Figure 3. Double knockout of LDHA and LDHB impairs GB lactate metabolism, cell viability, and invasion.

Figure 3

  • A
    Western blot analysis of LDHA and LDHB expression in P3 cells transduced with CRISPR‐Cas9 lentiviral vectors with scramble sequence (sgControl) or against LDHA (sgLDHA), LDHB (sgLDHB) or both (sgLDHA/B). Knockout (KO) cells were exposed to 21% or 1% O2 for 48 h.
  • B
    Lactate secretion of P3 cells KO for LDHA, LDHB, or both, exposed to 21% or 1% (n = 4 independent experiments). Data are represented as mean ± s.d. and analyzed using two‐way ANOVA followed by Tukey's multiple comparisons test: sgCont 21% vs. sgCont 1%, P = 0.002; sgLDHA 21% vs. sgLDHA 1%, P < 0.0001; sgLDHB 21% vs. sgLDHB 1%, P = 0.004; sgLDHA/B 21% vs. sgLDHA/B 1%, P > 0.99; sgCont/sgLDHA/sgLDHB vs. sgLDHA/B, P < 0.0001.
  • C
    Intracellular lactate level analyzed with a fluorescent biosensor in P3 cells (control, KO for LDHA, LDHB, or both). Left, lactate level monitored in basal condition, followed by sequential exposure to OXPHOS block (5 mM sodium azide), 6 mM oxamate, and MCTs blockers (1 μM AR‐C1558585 + 1 mM diclofenac). The response to oxamate and MCTs blockers was used to determine, Middle, the basal lactate level (expressed as biosensor occupancy) and, Right, the lactate production rate (n = 4, 33–44 cells analyzed per condition). Data are represented as mean ± s.e.m. (Left) or as mean (Middle and Right) and analyzed using one‐way ANOVA following Tukey's multiple comparisons test.
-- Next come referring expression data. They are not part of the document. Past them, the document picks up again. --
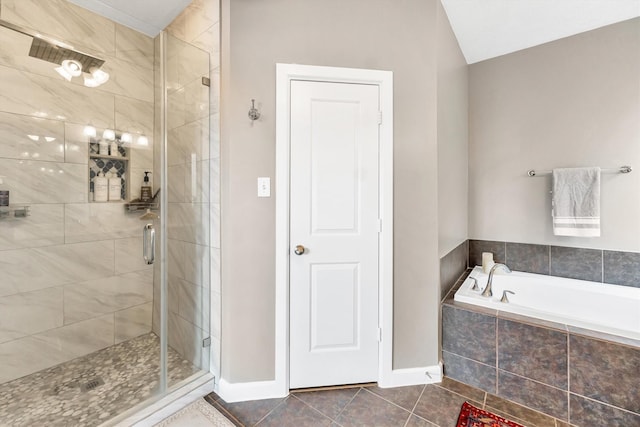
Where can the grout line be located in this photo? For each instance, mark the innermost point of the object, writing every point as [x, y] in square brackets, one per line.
[313, 408]
[568, 377]
[348, 403]
[415, 405]
[272, 410]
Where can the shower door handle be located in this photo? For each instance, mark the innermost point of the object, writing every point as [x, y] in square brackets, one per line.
[148, 243]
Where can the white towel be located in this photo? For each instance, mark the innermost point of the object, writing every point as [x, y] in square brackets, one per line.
[576, 202]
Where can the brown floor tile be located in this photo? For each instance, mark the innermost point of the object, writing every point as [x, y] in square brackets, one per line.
[231, 417]
[405, 397]
[294, 413]
[532, 394]
[415, 421]
[512, 418]
[587, 412]
[367, 409]
[329, 402]
[440, 406]
[249, 413]
[514, 410]
[463, 389]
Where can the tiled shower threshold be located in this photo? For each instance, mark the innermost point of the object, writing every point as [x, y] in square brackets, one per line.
[92, 389]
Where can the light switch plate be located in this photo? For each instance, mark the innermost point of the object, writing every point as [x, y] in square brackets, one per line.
[264, 186]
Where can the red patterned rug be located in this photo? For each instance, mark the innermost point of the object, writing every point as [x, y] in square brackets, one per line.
[470, 416]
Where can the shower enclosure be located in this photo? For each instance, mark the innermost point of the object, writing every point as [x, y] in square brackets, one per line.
[97, 315]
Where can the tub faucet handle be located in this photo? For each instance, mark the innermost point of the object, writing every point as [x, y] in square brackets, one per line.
[504, 295]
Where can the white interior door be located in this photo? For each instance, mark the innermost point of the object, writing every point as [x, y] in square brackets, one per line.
[334, 216]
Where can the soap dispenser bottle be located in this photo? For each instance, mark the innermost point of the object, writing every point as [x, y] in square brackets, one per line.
[100, 188]
[115, 187]
[145, 190]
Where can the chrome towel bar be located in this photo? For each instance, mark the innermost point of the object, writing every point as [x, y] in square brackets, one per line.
[621, 169]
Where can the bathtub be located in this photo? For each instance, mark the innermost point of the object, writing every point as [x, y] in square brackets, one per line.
[595, 306]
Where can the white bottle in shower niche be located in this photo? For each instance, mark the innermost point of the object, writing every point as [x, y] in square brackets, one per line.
[100, 188]
[115, 187]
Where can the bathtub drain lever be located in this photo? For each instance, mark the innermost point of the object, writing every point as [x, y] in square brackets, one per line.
[504, 295]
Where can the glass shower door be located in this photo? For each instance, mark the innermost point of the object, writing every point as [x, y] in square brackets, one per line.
[188, 244]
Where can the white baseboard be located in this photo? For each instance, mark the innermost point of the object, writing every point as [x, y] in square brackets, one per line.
[412, 376]
[240, 392]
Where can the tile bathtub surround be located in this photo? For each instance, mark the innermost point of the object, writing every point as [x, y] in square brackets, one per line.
[469, 334]
[543, 367]
[576, 263]
[528, 258]
[533, 352]
[477, 247]
[605, 372]
[614, 267]
[53, 397]
[622, 268]
[452, 266]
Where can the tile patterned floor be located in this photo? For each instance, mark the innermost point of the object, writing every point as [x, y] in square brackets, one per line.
[54, 396]
[415, 406]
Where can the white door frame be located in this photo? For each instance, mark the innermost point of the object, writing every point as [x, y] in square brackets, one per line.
[384, 80]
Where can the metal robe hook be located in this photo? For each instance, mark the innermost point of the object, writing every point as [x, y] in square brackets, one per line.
[254, 114]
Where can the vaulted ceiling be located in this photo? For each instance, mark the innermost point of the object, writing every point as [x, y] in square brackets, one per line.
[484, 28]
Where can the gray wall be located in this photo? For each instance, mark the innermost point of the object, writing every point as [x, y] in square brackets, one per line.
[380, 34]
[453, 138]
[573, 102]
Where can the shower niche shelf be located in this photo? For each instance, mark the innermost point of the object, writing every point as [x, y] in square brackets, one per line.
[110, 165]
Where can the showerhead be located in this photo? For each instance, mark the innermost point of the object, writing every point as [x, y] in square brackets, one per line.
[55, 53]
[51, 50]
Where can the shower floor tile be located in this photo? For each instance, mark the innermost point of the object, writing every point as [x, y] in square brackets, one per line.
[92, 389]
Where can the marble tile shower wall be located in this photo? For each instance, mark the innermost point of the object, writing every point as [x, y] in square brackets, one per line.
[194, 183]
[71, 276]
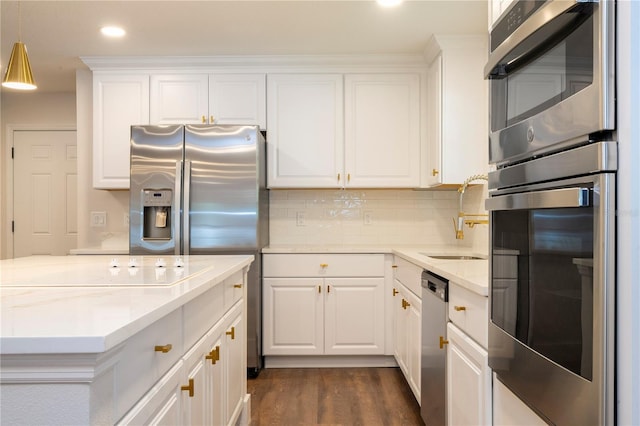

Occupancy: sgCont vs. sgLDHA, P = 0.001; sgCont vs. sgLDHB, P = 0.005; sgCont vs. sgLDHA/B, P < 0.0001. Lactate production: sgCont vs. sgLDHA, P = 0.32; sgCont vs. sgLDHB, P = 0.01; sgCont vs. sgLDHA/B, P < 0.0001. See Materials and Methods for analysis details and see also Fig EV3D.
  • D
    Left: P3 spheroid growth recorded over 1 week at 1% O2 (n = 3 independent experiments, one experiment including 16 spheroids per condition). Data are represented as mean and analyzed using Kruskal–Wallis test followed by Dunn's multiple comparisons test. Spheroid growth: sgCont vs. sgLDHA, P = 0.0003; sgCont vs. sgLDHB, P = 0.78; sgCont vs. sgLDHA/B, P < 0.0001. Dead area: sgCont vs. sgLDHA, P = 0.19; sgCont vs. sgLDHB, P < 0.0001; sgCont vs. sgLDHA/B, P < 0.0001. Right: Viability of spheroids at 1 week, incubated with calcein (green) or ethidium homodimer‐1 (red). Scale bar: 200 μm.
  • E
    P3 spheroid invasion in collagen I gel, incubated 24 h at 21% or 0.1% O2. Invasion rate is expressed as fold change from controls (n = 4 independent experiments, one experiment including 6–8 spheroids per condition). Data are represented as mean and analyzed using two‐way ANOVA followed by Tukey's multiple comparisons test: sgCont 21% vs. sgLDHA 21%, P = 0.003; sgCont 0.1% vs. sgLDHA 0.1%, P < 0.0001; sgCont 21% vs. sgLDHB 21%, P < 0.0001; sgCont 0.1% vs. sgLDHB 0.1%, P < 0.0001; sgCont 21% vs. sgLDHA/B 21%, P < 0.0001; sgCont 0.1% vs. sgLDHA/B 0.1%, P < 0.0001. Images of representative of control or LDHA/B KO spheroids. Scale bar: 100 μm.
  • F, G
    A first cohort of mice was sacrificed when one mouse reached a limit point, brains were extracted, snap‐frozen in liquid nitrogen, sliced, and stained. For the second cohort, each mouse was sacrificed when it reached a limit point allowing the draw of survival curves. Left: Immunofluorescence staining of Nestin (top and middle) and CD31 (bottom) of control and LDHA/B KO P3 tumor section. Scale bars: 2 mm (top), 250 μm (middle) and 100 μm (bottom). Right: Graphs represent tumor core and invasion area of control and LDHA/B KO P3 tumors in mm2 (n = 5 mice per group, average of 5–6 sections per tumor). Data are represented as mean. For (F), data are analyzed using one‐way ANOVA followed by Dunnett's multiple comparisons test. Core: sgCont vs. sgLDHA, P = 0.48; sgCont vs. sgLDHB, P = 0.99. Invasion: sgCont vs. sgLDHA, P = 0.40; sgCont vs. sgLDHB, P = 0.81. For G, data are analyzed using unpaired t‐test. Core: sgCont vs. sgLDHA/B, P = 0.005. Invasion: sgCont vs. sgLDHA/B, P = 0.01.
  • H
    Kaplan–Meier survival curves of xenotransplanted mice with P3 cells KO for LDHA (yellow), LDHB (green), LDHA/B (red), or control (blue) (n = 8 mice per group). Data are analyzed using Log‐rank (Mantel‐Cox) test: sgCont vs. sgLDHA, P = 0.06; sgCont vs. sgLDHB, P = 0.001; sgCont vs. sgLDHA/B, P = 0.0007.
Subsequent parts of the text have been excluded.